El informe de la Historical Association, financiado con fondos del Departamento de Educación, ha descubierto cómo muchos colegios y profesores evitan hablar de las Cruzadas para no entrar en contradicción con los puntos de vista con que se adoctrina a los niños musulmanes en las mezquitas pero también eluden mencionar el Holocausto, con el fin de no excitar aun más los sentimientos antisemitas en esos mismos niños islámicos, que se encuentran a un paso de la negación cultural sistemática de lo sucedido con los judíos en la Europa nazi. Sin embargo, otros temas difíciles también son ‘apartados’ por los profesores de la historia multicultural y tolerante.
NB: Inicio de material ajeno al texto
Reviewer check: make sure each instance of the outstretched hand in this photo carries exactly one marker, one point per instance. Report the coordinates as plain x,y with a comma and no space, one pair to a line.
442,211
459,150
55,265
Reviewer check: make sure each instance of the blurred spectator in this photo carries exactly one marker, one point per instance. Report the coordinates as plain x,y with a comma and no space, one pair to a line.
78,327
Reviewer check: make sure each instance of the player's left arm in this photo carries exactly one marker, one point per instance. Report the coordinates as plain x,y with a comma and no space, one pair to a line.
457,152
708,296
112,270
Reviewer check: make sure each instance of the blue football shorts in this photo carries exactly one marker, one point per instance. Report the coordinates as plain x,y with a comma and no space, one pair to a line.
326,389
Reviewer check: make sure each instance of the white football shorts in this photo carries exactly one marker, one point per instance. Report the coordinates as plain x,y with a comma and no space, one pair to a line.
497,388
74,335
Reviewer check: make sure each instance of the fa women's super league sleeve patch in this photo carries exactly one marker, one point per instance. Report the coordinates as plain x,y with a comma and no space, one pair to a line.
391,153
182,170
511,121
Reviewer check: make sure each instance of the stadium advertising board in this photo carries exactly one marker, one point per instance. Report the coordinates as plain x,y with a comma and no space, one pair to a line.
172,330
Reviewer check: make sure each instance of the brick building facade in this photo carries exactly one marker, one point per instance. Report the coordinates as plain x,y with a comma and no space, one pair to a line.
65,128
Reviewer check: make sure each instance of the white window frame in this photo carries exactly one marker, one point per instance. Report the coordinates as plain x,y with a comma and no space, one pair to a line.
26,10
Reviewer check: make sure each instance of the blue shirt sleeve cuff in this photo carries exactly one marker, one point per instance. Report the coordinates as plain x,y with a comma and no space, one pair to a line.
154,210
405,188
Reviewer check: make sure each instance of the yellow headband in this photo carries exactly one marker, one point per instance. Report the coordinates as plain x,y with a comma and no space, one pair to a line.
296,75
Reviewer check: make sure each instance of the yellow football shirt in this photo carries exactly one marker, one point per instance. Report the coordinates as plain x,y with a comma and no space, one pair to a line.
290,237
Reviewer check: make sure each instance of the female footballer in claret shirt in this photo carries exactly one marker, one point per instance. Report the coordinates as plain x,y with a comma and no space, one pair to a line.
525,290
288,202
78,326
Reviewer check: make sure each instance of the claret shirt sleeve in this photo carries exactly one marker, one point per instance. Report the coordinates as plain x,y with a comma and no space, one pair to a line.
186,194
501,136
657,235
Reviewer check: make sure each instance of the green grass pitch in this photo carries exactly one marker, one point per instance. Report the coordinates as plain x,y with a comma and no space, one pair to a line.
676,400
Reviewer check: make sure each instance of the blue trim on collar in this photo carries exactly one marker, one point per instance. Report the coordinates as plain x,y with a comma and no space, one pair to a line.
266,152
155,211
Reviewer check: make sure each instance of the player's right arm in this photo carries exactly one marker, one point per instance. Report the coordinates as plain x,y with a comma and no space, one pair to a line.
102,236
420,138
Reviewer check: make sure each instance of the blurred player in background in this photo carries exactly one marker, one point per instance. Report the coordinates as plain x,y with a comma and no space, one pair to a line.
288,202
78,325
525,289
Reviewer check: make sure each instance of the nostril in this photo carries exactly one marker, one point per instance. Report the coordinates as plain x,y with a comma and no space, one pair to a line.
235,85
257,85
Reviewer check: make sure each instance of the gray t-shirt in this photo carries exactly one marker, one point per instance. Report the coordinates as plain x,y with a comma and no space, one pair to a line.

La esclavitud, abolida; su historia, también

Por ejemplo, no se habla de la esclavitud -otro de los controvertidos 'temas difíciles' en el Reino Unido- o se hace de forma ‘no traumática’ hasta llegar a “minimizar” o, directamente, a soslayar, el papel de las autoridades de los países blancos a la hora de abolirla. Se trata de que los niños negros no se vean a sí mismos como víctimas pero, de paso, y expurgando la lucha abolicionista del antiesclavismo europeo y estadounidense, también se aleja a los niños blancos de una parte de su propia historia, esta vez, positiva. Por ello, los profesores optan por sacrificar el 'tema' con el fin de no crear ‘problemas’ ni ‘conflictos’ en las mentes de los estudiantes de distintas razas.

En un contexto en que las anteriores élites ‘progresistas’ del laborismo británico luchan con las conservadoras -e, incluso, dentro del propio gobierno laborista- por ver quién defiende ahora con mayor virulencia los "valores familiares" y del orgullo nacional, el ejecutivo de Blair aprobaba a comienzos de año una renovación de la asignatura de “ciudadanía” en la que no sólo se incluyen en el programa educativo temas como el Holocausto o la historia de la esclavitud -por cierto, sólo la “transatlántica”- sino el “legado del Imperio Británico” en los países donde dominó y en los que también dejó valores, derechos, progreso y civilización además de las tenebrosas memorias tan del agrado de la autoflagelación europea.

Sin embargo, por el momento, y según reconocen las propias autoridades educativas británicas, “corresponde a los colegios valorar las partes obligatorias y no obligatorias del programa educativo nacional”. “Es un marco amplio y tienen la posibilidad de tomar sus propias decisiones”, concluía un portavoz del Departamento de Educación.